Zach a gardé des séquelles de son abandon, difficile d’accorder sa confiance lorsque sa famille le rejette, pourtant il s’est tissé un lien fort entre le jeune homme et Griffin Shipley, ainsi qu’avec sa famille qui le considère comme un membre à part entière, pourtant malgré cette complicité, les doutes ne s’effacent pas aussi simplement et l’ignorance de Zach sur certain sujet a beau être attendrissant, il n’en demeure pas moins mal à l’aise. C’est cette innocence qui en fait un personnage unique et bien que certaine question prête à sourire, personne ne devrait vivre ce qu’il a vécu. Cette fragilité a tout pour toucher en plein cœur et c’est le cœur débordant d’amour pour lui que je rédige cette chronique.

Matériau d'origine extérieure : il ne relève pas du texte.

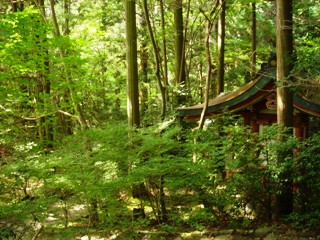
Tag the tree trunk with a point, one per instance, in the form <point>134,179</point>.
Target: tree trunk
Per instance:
<point>221,45</point>
<point>253,41</point>
<point>157,58</point>
<point>284,96</point>
<point>132,65</point>
<point>179,53</point>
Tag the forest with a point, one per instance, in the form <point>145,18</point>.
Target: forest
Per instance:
<point>95,139</point>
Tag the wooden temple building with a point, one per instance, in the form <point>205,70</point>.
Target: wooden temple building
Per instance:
<point>256,102</point>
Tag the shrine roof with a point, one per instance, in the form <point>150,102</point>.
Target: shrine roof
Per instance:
<point>247,95</point>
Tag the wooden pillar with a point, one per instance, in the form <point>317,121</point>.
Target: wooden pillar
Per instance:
<point>254,126</point>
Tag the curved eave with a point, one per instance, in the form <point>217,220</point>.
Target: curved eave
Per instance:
<point>239,99</point>
<point>306,106</point>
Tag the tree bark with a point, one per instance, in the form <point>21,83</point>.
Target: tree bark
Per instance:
<point>179,53</point>
<point>253,41</point>
<point>157,58</point>
<point>284,201</point>
<point>221,46</point>
<point>132,65</point>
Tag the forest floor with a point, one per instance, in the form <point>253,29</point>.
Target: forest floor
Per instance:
<point>260,233</point>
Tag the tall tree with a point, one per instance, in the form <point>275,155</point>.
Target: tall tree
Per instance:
<point>253,40</point>
<point>284,41</point>
<point>221,47</point>
<point>180,74</point>
<point>132,65</point>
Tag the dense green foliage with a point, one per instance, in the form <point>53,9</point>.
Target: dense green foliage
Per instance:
<point>68,160</point>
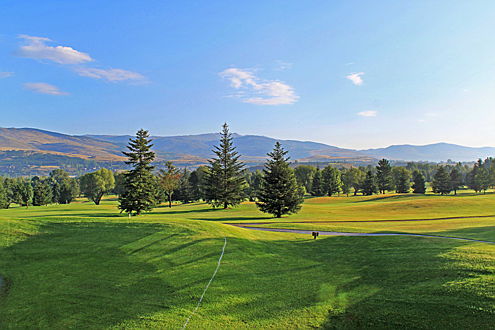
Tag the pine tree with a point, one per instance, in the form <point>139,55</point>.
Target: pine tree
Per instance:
<point>184,192</point>
<point>224,179</point>
<point>384,176</point>
<point>441,182</point>
<point>42,193</point>
<point>455,179</point>
<point>4,203</point>
<point>332,182</point>
<point>369,185</point>
<point>402,179</point>
<point>280,193</point>
<point>169,180</point>
<point>139,184</point>
<point>317,184</point>
<point>419,185</point>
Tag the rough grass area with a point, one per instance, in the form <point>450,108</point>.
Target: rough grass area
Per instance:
<point>86,266</point>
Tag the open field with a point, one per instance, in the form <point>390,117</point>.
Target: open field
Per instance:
<point>87,266</point>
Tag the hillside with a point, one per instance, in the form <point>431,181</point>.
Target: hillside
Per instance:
<point>433,152</point>
<point>29,151</point>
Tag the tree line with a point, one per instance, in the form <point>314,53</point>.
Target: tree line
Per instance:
<point>277,189</point>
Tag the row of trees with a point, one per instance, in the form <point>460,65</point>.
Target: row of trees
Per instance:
<point>222,183</point>
<point>58,187</point>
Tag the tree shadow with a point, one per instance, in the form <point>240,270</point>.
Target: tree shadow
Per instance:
<point>76,277</point>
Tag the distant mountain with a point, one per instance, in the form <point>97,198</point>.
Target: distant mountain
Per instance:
<point>29,151</point>
<point>253,148</point>
<point>30,139</point>
<point>432,152</point>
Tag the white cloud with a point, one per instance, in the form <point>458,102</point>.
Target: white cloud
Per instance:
<point>356,78</point>
<point>44,88</point>
<point>254,90</point>
<point>37,48</point>
<point>110,74</point>
<point>283,65</point>
<point>6,74</point>
<point>369,113</point>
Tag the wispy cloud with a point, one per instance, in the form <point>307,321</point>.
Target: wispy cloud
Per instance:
<point>110,74</point>
<point>283,65</point>
<point>44,88</point>
<point>6,74</point>
<point>369,113</point>
<point>356,78</point>
<point>251,89</point>
<point>37,48</point>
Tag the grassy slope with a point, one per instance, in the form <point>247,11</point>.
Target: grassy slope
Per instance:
<point>88,267</point>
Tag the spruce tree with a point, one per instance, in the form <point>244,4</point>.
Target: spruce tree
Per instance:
<point>317,184</point>
<point>169,180</point>
<point>455,179</point>
<point>402,180</point>
<point>139,183</point>
<point>369,185</point>
<point>280,193</point>
<point>332,182</point>
<point>42,193</point>
<point>224,179</point>
<point>419,185</point>
<point>441,182</point>
<point>384,176</point>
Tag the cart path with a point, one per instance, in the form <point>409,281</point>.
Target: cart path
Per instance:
<point>338,233</point>
<point>359,221</point>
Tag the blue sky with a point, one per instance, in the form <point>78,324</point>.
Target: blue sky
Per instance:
<point>354,74</point>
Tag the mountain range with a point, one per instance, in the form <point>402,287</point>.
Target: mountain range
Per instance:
<point>21,146</point>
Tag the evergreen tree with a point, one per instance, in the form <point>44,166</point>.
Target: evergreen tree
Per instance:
<point>419,185</point>
<point>369,185</point>
<point>455,179</point>
<point>441,182</point>
<point>64,188</point>
<point>304,176</point>
<point>224,179</point>
<point>253,184</point>
<point>184,191</point>
<point>197,182</point>
<point>95,185</point>
<point>169,180</point>
<point>332,182</point>
<point>139,185</point>
<point>280,193</point>
<point>42,193</point>
<point>401,180</point>
<point>25,192</point>
<point>317,184</point>
<point>3,194</point>
<point>346,176</point>
<point>356,177</point>
<point>384,176</point>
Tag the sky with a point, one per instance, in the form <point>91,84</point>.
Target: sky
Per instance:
<point>353,74</point>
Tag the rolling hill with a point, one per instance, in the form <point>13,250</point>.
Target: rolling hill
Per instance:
<point>29,151</point>
<point>432,152</point>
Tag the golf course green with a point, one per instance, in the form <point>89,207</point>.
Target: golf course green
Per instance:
<point>88,266</point>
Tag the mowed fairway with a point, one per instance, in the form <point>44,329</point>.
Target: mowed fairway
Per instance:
<point>87,266</point>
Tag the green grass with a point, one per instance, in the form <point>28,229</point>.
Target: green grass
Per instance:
<point>87,266</point>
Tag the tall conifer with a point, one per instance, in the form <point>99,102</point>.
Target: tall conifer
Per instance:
<point>139,183</point>
<point>280,193</point>
<point>224,178</point>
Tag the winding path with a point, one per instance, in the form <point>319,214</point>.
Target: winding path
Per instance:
<point>338,233</point>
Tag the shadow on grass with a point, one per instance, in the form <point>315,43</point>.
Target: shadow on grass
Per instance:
<point>98,275</point>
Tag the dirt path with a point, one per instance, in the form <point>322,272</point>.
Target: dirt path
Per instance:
<point>338,233</point>
<point>359,221</point>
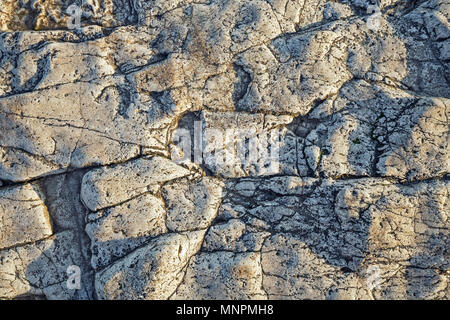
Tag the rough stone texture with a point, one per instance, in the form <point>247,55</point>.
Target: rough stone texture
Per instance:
<point>23,215</point>
<point>347,198</point>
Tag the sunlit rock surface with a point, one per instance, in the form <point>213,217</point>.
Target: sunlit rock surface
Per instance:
<point>263,149</point>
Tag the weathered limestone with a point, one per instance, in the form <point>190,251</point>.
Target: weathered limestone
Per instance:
<point>223,275</point>
<point>23,216</point>
<point>323,133</point>
<point>191,205</point>
<point>40,269</point>
<point>110,186</point>
<point>151,272</point>
<point>118,230</point>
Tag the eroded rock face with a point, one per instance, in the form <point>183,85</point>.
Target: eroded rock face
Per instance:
<point>224,149</point>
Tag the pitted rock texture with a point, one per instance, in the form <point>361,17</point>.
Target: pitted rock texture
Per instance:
<point>99,199</point>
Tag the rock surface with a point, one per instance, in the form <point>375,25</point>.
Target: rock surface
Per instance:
<point>264,149</point>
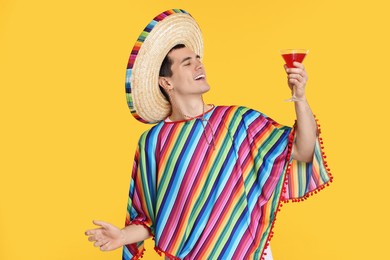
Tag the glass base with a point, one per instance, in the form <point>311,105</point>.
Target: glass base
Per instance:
<point>292,99</point>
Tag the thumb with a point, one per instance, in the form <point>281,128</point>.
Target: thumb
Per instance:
<point>101,223</point>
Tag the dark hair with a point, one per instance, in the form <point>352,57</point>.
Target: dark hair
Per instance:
<point>166,67</point>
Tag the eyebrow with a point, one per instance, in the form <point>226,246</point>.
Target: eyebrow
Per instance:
<point>188,58</point>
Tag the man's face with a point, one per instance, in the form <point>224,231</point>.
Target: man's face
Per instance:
<point>188,73</point>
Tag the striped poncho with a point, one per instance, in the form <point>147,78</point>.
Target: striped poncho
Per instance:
<point>211,190</point>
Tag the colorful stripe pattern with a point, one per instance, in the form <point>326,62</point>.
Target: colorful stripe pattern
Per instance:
<point>204,202</point>
<point>133,56</point>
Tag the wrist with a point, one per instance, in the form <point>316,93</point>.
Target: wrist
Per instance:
<point>122,237</point>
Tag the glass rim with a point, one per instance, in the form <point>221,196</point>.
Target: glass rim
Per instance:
<point>289,51</point>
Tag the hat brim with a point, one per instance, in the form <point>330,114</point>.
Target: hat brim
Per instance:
<point>144,98</point>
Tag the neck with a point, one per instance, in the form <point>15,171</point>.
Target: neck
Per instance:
<point>187,108</point>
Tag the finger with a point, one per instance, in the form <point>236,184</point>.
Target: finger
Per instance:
<point>101,223</point>
<point>100,243</point>
<point>298,65</point>
<point>105,247</point>
<point>93,232</point>
<point>296,76</point>
<point>91,238</point>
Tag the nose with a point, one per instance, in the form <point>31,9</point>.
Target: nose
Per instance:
<point>199,65</point>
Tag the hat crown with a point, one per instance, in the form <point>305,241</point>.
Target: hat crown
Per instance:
<point>144,98</point>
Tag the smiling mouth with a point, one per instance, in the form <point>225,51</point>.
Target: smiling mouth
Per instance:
<point>200,77</point>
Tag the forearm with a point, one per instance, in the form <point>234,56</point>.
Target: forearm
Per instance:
<point>134,233</point>
<point>306,132</point>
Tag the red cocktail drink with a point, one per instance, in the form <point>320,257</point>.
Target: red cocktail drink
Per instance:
<point>289,58</point>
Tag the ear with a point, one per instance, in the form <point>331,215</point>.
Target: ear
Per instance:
<point>164,83</point>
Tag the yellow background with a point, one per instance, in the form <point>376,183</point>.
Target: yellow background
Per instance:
<point>68,139</point>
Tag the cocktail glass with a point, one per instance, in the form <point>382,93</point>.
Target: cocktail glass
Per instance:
<point>289,56</point>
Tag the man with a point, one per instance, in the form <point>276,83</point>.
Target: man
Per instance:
<point>207,180</point>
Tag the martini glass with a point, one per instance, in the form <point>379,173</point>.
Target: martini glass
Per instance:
<point>289,56</point>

Et ça fait un bien fou un personnage aussi beau à l’intérieur comme à l’extérieur.

Lark possède une tout autre fragilité, elle est marquée par une expérience traumatisante et bien qu’elle cherche à se persuader que tout va bien, les démons ne sont jamais bien loin lorsqu’elle ferme les yeux. Ce break c’est tout ce don elle a besoin et au contact d’une famille aimante, elle va tenter de penser ses blessures. Elle va pouvoir compter sur le timide Zach, prêt à tout pour effacer ce regard sombre. A deux, tout est plus simple, et l’amour va progressivement s’en mêler pour se révéler bien plus profonde qu’il n’y paraît.

Chaque tome mes yeux pétillent, et mon cœur rate quelques battements, à chaque lecture que je termine un volume de cette série avec les yeux rempli de joie, et les personnages sont toujours plus touchants, toujours plus élaborés. Zach monte haut la main à la première marche et son histoire en touchera plus d’un lecteur, Sarina Bowen arrive à nous toucher avec une histoire à la fois simple et émouvante. Tous les ingrédients sont réunis pour passer l’hiver dans le Vermont comme à la maison. Je suis absolument sous le charme.